This election year Michigan will be a battleground state in a fight that will determine the future direction of public education, U.S. Sen. Gary Peters told attendees at last week’s MEA Winter Conference.
It’s time to replace U.S. Education Secretary Betsy DeVos, who has zero experience with public schools as a parent, teacher or administrator, Peters said: “Our children deserve better.”
From squandering millions of dollars on charter schools that never opened (as MEA President Paula Herbart wrote about in the Free Press this week) to letting predatory colleges off the hook for defrauding their students, “her policies have ranged from bad to cruel,” he said.
At the conference, MEA announced a continuing recommendation for Peters in his bid for re-election in November.
The son of an MEA member, Peters is committed to investing in quality public schools to create opportunities for students whether they go on to four-year colleges or pursue an occupation through career-technical education.
“Everyone has a different path in life, but it’s our job to ensure every child gets the same opportunity, no matter who they are, and that’s through our public schools,” Peters said.
Peters has represented Michigan in the U.S. Senate since 2015 following six years in Congress and seven years in the state Senate. He previously worked as an investment advisor and rose to the rank of lieutenant commander in the U.S. Navy Reserve after volunteering at age 34.
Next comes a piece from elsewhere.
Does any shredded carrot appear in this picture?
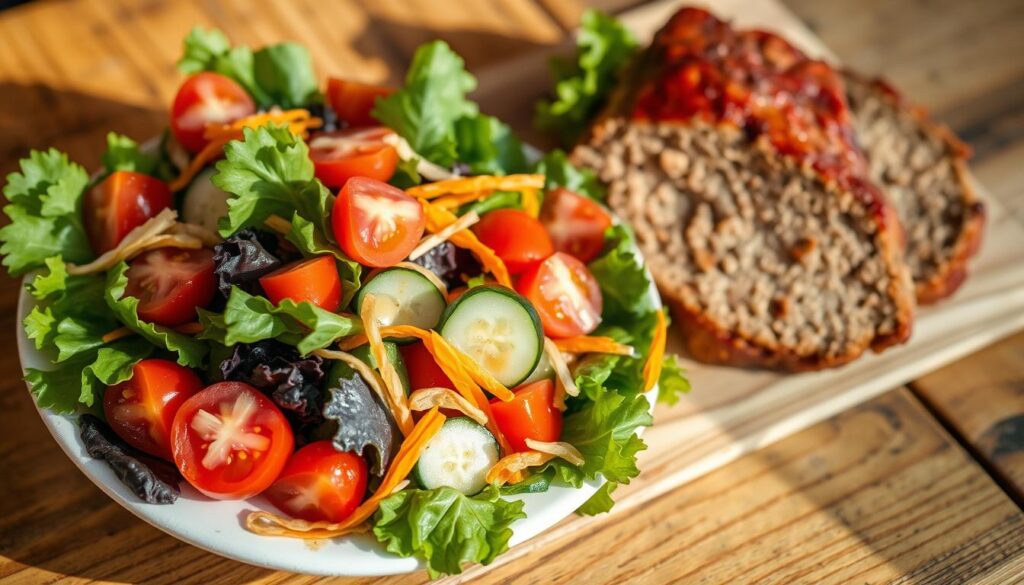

In his keynote speech last Friday, Peters echoed the farewell address of President George Washington, who warned the fledgling nation to beware of political polarization, which could lead to the rise of a demagogue who inflames people’s dark passions and fears.
“We’re there folks,” he said, rallying the conference crowd to step up to the challenge of redefining America. “That is not who we are; that is not our values.”
Public education is part of his DNA, Peters said. He graduated from Rochester public schools where his father worked as a high school and middle school English and social studies teacher for more than 30 years.
“Even now I will have people come up to me and say, ‘Your father made a difference in my life. I remember – he was my favorite teacher.’ All of you are making a difference in people’s lives, and I thank you for what you do.”